Calendar, Contacts, Notes
If you’ve got an email program, you might as well add a Calendar, Contact list, and Notes to it. Vivaldi has that too. The Calendar sync needs to be set up separately from the email accounts and only supports CalDAV, Google Calendar, and Web Calendar accounts, so no Microsoft Exchange Server support (which is basically what the majority of the business world runs on.)
What else did 90’s Internet Communications Suites have?
I do kind of miss the days of 90’s Internet Communications Suites like the Internet Explorer 4 and Netscape Communciator 4 bundles. Granted, they were a bit complicated with all of the extra apps when in reality maybe all you really needed was a web browser.
Microsoft’s Internet Explorer suite actually also included NetMeeting which was a voice & video over internet application for video calling back in the days of 54Kbs modems. Today, those capabilities are built into the web browser with WebRTC standards, but there aren’t any real global directories of users like we had in NetMeeting.
Vivaldi is also still missing an HTML editor like Microsoft’s FrontPage Express or Netscape’s Composer of the 1990’s although with the proliferation of very user-friendly server-based content management systems like WordPress, a native offline HTML editor isn’t really necessary anymore.
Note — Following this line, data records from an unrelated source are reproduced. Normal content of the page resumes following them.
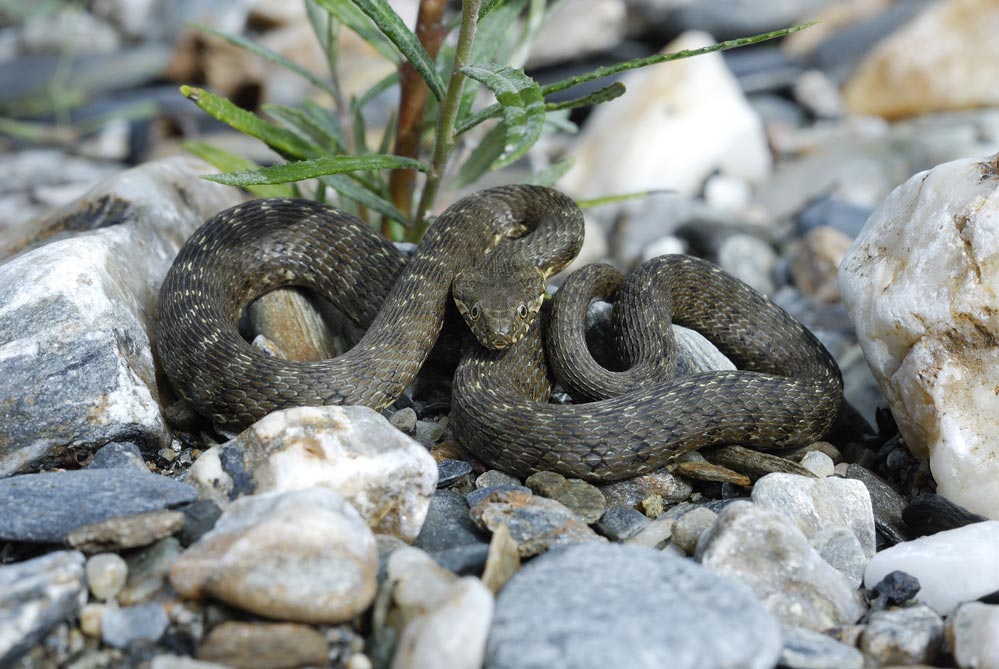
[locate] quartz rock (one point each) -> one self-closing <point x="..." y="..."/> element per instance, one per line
<point x="945" y="58"/>
<point x="952" y="567"/>
<point x="302" y="556"/>
<point x="932" y="350"/>
<point x="762" y="549"/>
<point x="353" y="450"/>
<point x="76" y="365"/>
<point x="677" y="125"/>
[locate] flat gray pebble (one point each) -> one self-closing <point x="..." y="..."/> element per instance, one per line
<point x="45" y="508"/>
<point x="645" y="608"/>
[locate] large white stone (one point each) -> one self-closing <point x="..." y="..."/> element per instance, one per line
<point x="920" y="285"/>
<point x="952" y="567"/>
<point x="678" y="123"/>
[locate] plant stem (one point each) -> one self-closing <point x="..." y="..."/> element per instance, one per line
<point x="447" y="115"/>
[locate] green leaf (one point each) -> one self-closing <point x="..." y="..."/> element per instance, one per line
<point x="523" y="107"/>
<point x="284" y="141"/>
<point x="551" y="174"/>
<point x="310" y="169"/>
<point x="350" y="189"/>
<point x="483" y="156"/>
<point x="269" y="55"/>
<point x="306" y="127"/>
<point x="230" y="162"/>
<point x="405" y="40"/>
<point x="348" y="14"/>
<point x="666" y="57"/>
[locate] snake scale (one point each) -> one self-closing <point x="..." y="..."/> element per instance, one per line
<point x="787" y="392"/>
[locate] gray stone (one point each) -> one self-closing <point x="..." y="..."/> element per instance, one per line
<point x="537" y="524"/>
<point x="764" y="550"/>
<point x="840" y="547"/>
<point x="903" y="636"/>
<point x="301" y="555"/>
<point x="122" y="626"/>
<point x="807" y="649"/>
<point x="76" y="365"/>
<point x="35" y="596"/>
<point x="621" y="522"/>
<point x="47" y="507"/>
<point x="816" y="504"/>
<point x="646" y="609"/>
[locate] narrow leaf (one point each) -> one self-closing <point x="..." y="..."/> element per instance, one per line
<point x="551" y="174"/>
<point x="310" y="169"/>
<point x="523" y="107"/>
<point x="666" y="57"/>
<point x="348" y="14"/>
<point x="283" y="141"/>
<point x="405" y="40"/>
<point x="269" y="55"/>
<point x="230" y="162"/>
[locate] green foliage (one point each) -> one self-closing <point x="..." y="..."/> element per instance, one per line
<point x="326" y="147"/>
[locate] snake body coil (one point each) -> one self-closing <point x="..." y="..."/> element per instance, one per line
<point x="790" y="394"/>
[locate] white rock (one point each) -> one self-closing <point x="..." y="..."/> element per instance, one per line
<point x="76" y="365"/>
<point x="952" y="567"/>
<point x="303" y="555"/>
<point x="387" y="476"/>
<point x="973" y="633"/>
<point x="678" y="123"/>
<point x="918" y="283"/>
<point x="816" y="504"/>
<point x="762" y="549"/>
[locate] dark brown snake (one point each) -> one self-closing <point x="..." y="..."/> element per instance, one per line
<point x="787" y="392"/>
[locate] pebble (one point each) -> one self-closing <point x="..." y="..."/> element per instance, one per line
<point x="259" y="645"/>
<point x="537" y="524"/>
<point x="690" y="526"/>
<point x="816" y="504"/>
<point x="631" y="492"/>
<point x="129" y="532"/>
<point x="72" y="381"/>
<point x="582" y="498"/>
<point x="932" y="352"/>
<point x="47" y="507"/>
<point x="450" y="536"/>
<point x="973" y="635"/>
<point x="352" y="450"/>
<point x="35" y="596"/>
<point x="930" y="513"/>
<point x="121" y="626"/>
<point x="106" y="575"/>
<point x="761" y="548"/>
<point x="621" y="522"/>
<point x="503" y="561"/>
<point x="666" y="611"/>
<point x="300" y="556"/>
<point x="903" y="636"/>
<point x="818" y="463"/>
<point x="807" y="649"/>
<point x="952" y="567"/>
<point x="148" y="570"/>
I’m a huge fan of the Vivaldi web browser. It’s my favorite on Windows, Linux, and Android. It’s far more customizable than most other popular web browsers, and as a power user that’s something I greatly appreciate. I can actually change the settings it make it something close to usable. The toolbars are customizable even! Just like browsers were in the 90’s! Still user-experience design wise, Vivaldi needs to bring back the text labels for buttons as there are far too many unlabeled icons that are difficult to understand. Normal humans might be able to translate 7 with their cognitive energy, but I counted 43 unlabeled unintelligible user interface elements in nthe Vivaldi Mail/RSS programs. If Vivaldi’s user interface designers are reading this, here’s some tips.
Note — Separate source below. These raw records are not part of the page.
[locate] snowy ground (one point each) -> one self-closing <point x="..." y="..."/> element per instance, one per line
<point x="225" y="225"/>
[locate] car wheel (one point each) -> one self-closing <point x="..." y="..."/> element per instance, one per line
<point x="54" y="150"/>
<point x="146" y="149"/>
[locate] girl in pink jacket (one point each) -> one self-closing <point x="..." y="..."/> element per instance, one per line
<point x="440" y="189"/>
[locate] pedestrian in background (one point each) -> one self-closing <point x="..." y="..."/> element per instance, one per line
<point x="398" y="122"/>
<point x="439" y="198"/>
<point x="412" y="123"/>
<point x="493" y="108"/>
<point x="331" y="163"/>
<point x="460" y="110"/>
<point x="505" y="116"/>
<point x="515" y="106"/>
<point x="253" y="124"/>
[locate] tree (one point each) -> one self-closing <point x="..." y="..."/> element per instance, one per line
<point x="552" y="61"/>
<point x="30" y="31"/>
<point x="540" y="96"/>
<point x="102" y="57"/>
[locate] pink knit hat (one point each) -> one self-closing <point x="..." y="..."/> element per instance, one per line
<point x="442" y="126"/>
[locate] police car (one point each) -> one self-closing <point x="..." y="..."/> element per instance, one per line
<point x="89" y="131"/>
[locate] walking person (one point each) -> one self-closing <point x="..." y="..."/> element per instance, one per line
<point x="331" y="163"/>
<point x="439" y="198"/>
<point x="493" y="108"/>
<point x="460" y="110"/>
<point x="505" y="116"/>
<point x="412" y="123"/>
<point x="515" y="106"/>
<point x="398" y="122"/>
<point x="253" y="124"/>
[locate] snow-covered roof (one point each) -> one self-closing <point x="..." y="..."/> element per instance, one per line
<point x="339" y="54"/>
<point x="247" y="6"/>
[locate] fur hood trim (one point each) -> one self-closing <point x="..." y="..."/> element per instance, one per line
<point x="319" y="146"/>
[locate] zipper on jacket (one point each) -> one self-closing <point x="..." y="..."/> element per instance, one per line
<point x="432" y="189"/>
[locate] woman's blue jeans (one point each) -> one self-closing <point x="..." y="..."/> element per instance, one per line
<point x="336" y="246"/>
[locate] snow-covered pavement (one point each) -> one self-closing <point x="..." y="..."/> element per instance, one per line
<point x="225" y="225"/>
The integrated suite of apps added to the Vivaldi browser are certainly welcome additions, but they do lack in some areas where a dedicated email program or RSS feed reader may have more desirable features or capabilities. For example, the lack of Microsoft Exchange support is going to be rough for business users and the RSS feed section doesn’t have any options for categorizing feeds (though you can categorize feed posts), or import/exporting OMPL lists of feeds.
Still I love seeing more new email programs to choose from and the resurgance of RSS readers for browsing lists of content is a great alternative to depending on crazy social media post algorithms. Definitely consider trying out the new Vivaldi features, and if you don’t like them, don’t worry, Vivaldi is so customizable it’s very easy to hide things you don’t care about.